Ercen, flying next to Kimar, was holding Amy tightly to her chest.
Although Amy looked terribly frightened to Peter, he could hear her shrieking, “I want my baby! Let us go!”
Only moments earlier, Danielle had run down the hall to fetch the key box. There was an enormous crash. Amy had screamed. Peter had twisted around, horrified to see a third gargoyle, with glowing red eyes, violently thrashing in the rubble of where their entry way had been. The gargoyle was stuck in the collapsed floor, just like Kimar and Ercen were. It was clear the gargoyle was enraged at being stuck in the floorboards and carpet. He was roaring and flailing wildly. He looked up just in time to see Kimar thrusting out his left hand, palm aimed forward, right at the slate-colored gargoyle.

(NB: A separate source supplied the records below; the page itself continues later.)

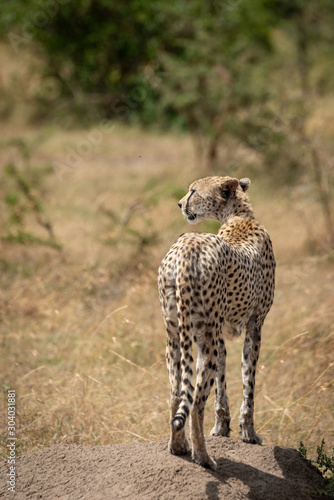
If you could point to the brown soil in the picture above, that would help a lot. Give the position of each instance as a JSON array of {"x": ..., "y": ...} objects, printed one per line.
[{"x": 148, "y": 471}]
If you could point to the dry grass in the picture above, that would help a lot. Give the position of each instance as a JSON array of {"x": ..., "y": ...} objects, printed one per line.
[{"x": 82, "y": 336}]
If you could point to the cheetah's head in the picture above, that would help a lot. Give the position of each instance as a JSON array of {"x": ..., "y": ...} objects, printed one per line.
[{"x": 210, "y": 197}]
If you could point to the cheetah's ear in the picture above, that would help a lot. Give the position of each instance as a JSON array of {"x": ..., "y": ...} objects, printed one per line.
[
  {"x": 244, "y": 184},
  {"x": 228, "y": 188}
]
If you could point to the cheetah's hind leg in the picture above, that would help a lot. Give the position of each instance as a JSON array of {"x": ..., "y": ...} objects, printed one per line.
[
  {"x": 178, "y": 443},
  {"x": 222, "y": 406}
]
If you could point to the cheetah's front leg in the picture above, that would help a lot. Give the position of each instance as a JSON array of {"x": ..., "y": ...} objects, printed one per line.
[{"x": 250, "y": 356}]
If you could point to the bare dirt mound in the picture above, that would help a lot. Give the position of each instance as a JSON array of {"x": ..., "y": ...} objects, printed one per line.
[{"x": 148, "y": 471}]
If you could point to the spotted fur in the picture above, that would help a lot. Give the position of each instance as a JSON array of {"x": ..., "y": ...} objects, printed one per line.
[{"x": 213, "y": 286}]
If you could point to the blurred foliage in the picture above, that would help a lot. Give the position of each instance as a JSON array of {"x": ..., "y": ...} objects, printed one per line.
[
  {"x": 22, "y": 197},
  {"x": 248, "y": 71}
]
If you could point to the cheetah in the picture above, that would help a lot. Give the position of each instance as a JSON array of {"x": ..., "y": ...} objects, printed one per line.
[{"x": 212, "y": 287}]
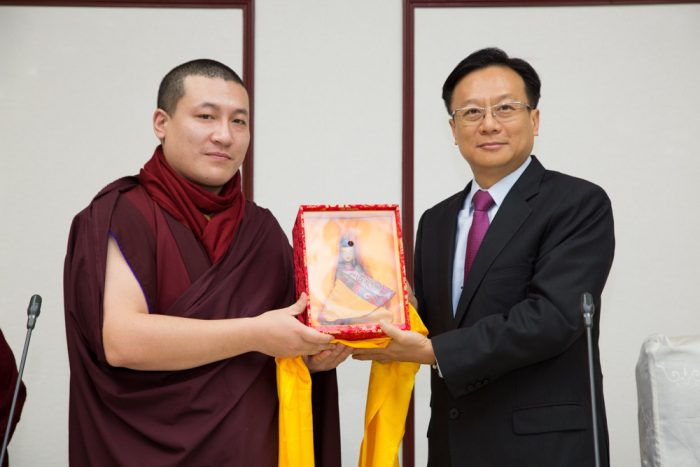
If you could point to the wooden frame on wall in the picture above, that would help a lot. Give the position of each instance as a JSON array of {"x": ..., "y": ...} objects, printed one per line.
[{"x": 248, "y": 10}]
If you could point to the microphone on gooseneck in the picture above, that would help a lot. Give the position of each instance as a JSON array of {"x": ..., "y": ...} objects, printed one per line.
[
  {"x": 588, "y": 310},
  {"x": 32, "y": 314}
]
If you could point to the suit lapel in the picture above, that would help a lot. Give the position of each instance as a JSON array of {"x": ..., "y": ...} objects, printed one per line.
[
  {"x": 446, "y": 245},
  {"x": 511, "y": 215}
]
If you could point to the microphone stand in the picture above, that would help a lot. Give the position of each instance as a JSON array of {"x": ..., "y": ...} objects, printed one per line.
[
  {"x": 32, "y": 312},
  {"x": 588, "y": 309}
]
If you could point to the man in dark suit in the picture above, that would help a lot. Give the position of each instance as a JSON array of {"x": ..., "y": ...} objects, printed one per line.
[{"x": 507, "y": 341}]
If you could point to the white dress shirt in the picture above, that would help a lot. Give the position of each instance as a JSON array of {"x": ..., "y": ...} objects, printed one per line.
[{"x": 464, "y": 221}]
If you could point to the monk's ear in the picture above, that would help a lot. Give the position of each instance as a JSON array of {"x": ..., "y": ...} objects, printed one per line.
[{"x": 160, "y": 123}]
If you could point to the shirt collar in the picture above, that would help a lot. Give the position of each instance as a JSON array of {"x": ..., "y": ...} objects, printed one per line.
[{"x": 500, "y": 189}]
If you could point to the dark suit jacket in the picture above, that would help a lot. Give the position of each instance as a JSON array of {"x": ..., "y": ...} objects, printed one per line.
[{"x": 514, "y": 389}]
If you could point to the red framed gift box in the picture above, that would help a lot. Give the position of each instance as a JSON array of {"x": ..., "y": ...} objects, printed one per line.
[{"x": 349, "y": 260}]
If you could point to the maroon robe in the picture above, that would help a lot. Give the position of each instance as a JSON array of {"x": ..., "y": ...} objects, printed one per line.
[
  {"x": 8, "y": 381},
  {"x": 220, "y": 414}
]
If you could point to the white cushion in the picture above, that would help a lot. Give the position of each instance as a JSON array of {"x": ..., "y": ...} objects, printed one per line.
[{"x": 668, "y": 395}]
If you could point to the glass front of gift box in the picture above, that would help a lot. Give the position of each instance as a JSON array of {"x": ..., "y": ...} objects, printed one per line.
[{"x": 349, "y": 260}]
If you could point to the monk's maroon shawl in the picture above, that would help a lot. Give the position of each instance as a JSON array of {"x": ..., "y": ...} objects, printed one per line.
[
  {"x": 8, "y": 381},
  {"x": 220, "y": 414}
]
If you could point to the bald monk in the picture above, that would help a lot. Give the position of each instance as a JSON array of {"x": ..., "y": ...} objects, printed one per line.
[{"x": 179, "y": 293}]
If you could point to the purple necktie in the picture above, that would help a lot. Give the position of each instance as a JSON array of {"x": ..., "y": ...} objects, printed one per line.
[{"x": 480, "y": 224}]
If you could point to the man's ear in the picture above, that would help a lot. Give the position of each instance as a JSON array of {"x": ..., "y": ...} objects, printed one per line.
[
  {"x": 160, "y": 123},
  {"x": 535, "y": 116},
  {"x": 453, "y": 128}
]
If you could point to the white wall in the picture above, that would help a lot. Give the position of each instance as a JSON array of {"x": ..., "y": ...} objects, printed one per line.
[{"x": 78, "y": 85}]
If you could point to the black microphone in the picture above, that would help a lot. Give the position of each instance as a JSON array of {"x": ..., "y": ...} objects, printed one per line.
[
  {"x": 32, "y": 314},
  {"x": 588, "y": 310}
]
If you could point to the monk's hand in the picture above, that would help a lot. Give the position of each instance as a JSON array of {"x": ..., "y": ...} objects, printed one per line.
[
  {"x": 405, "y": 346},
  {"x": 328, "y": 359},
  {"x": 412, "y": 297},
  {"x": 280, "y": 334}
]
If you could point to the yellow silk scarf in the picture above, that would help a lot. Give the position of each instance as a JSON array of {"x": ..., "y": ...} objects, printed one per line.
[{"x": 388, "y": 396}]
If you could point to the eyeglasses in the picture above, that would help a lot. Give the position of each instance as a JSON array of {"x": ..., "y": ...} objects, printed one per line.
[{"x": 472, "y": 114}]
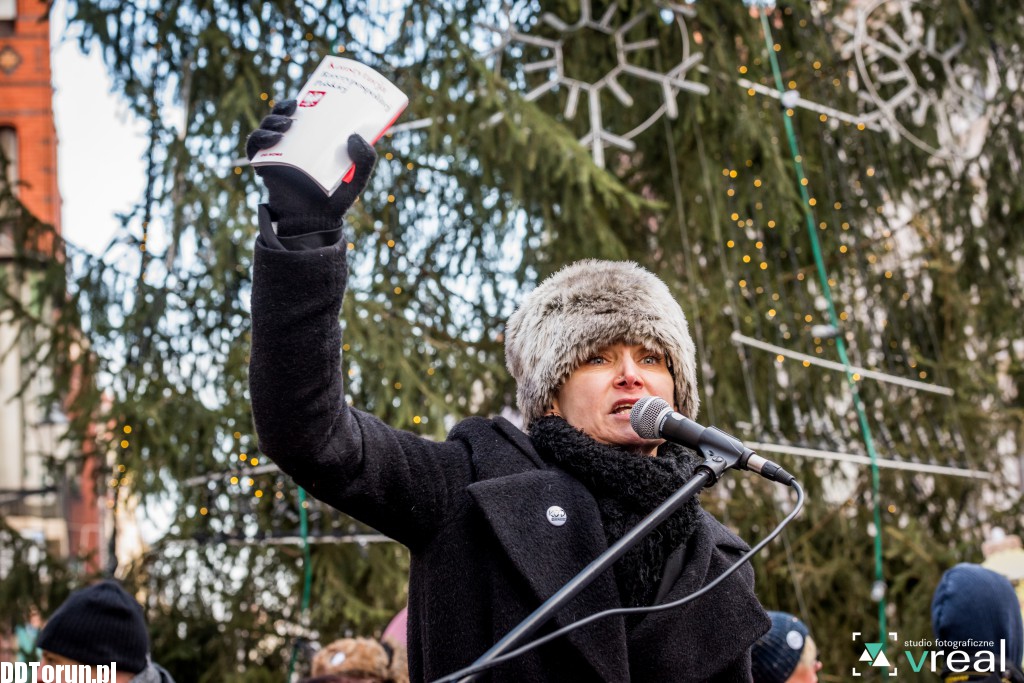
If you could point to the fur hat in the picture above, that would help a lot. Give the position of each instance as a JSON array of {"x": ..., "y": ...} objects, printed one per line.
[{"x": 583, "y": 308}]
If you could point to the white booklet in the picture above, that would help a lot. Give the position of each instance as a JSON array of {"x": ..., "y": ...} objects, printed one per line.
[{"x": 341, "y": 97}]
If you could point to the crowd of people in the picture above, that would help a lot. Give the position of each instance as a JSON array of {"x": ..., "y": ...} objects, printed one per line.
[{"x": 972, "y": 605}]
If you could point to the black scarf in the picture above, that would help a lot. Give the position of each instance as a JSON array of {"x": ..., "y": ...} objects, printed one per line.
[{"x": 627, "y": 485}]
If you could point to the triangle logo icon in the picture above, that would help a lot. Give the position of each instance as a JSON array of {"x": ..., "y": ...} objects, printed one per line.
[{"x": 875, "y": 649}]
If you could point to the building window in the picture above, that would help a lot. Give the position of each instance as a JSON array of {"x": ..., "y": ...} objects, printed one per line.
[
  {"x": 8, "y": 185},
  {"x": 8, "y": 157},
  {"x": 8, "y": 12}
]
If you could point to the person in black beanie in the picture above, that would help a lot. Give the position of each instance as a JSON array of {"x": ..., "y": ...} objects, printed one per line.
[
  {"x": 978, "y": 609},
  {"x": 497, "y": 518},
  {"x": 98, "y": 626},
  {"x": 786, "y": 653}
]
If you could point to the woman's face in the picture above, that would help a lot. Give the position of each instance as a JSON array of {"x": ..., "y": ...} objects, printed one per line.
[{"x": 598, "y": 395}]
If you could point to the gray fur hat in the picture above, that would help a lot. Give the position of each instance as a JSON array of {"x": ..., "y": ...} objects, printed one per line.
[{"x": 583, "y": 308}]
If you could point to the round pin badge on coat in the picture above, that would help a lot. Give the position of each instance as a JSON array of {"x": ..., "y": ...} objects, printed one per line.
[{"x": 556, "y": 515}]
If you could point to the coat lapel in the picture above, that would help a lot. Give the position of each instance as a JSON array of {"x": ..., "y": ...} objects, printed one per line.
[
  {"x": 547, "y": 556},
  {"x": 716, "y": 629}
]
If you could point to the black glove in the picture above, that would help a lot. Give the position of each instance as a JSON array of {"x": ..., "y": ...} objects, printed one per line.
[{"x": 306, "y": 217}]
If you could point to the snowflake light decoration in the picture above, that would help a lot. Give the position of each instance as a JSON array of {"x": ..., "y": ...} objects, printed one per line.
[
  {"x": 896, "y": 67},
  {"x": 559, "y": 76}
]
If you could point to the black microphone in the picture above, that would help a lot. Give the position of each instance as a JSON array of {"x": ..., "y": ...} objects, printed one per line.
[{"x": 652, "y": 417}]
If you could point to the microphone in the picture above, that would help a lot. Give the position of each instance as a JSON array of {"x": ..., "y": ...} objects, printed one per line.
[{"x": 652, "y": 417}]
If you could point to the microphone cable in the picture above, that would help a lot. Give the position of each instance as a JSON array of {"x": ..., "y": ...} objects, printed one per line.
[{"x": 476, "y": 669}]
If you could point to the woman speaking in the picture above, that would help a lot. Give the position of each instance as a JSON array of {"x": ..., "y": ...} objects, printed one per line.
[{"x": 496, "y": 518}]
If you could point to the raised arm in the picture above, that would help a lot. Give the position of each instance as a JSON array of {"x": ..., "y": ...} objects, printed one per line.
[{"x": 395, "y": 481}]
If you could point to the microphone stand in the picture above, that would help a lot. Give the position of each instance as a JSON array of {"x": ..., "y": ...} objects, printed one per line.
[{"x": 717, "y": 460}]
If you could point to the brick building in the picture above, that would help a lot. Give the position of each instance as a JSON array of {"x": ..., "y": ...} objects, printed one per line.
[{"x": 53, "y": 507}]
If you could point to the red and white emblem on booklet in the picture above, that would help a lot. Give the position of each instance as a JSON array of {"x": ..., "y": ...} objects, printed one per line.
[{"x": 341, "y": 97}]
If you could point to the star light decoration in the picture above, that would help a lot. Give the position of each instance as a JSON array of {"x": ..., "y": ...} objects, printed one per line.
[
  {"x": 895, "y": 48},
  {"x": 562, "y": 75}
]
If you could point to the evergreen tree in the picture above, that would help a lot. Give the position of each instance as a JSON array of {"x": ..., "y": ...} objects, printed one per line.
[{"x": 906, "y": 169}]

Instantly, several bricks from the fireplace behind Kimar dislodged from the wall and flew past Kimar’s shoulder, over Peter’s head and into the chest of the gargoyle.
While Peter was trying to decide how Kimar had thrown bricks without touching them, Kimar lunged forward and grabbed him by the arm. Ercen seized Amy’s foot, as she recoiled away from the coffee table.
As the red-eyed gargoyle fell backwards from the barrage of bricks, Kimar yelled, “Fly! Fly! Fly!”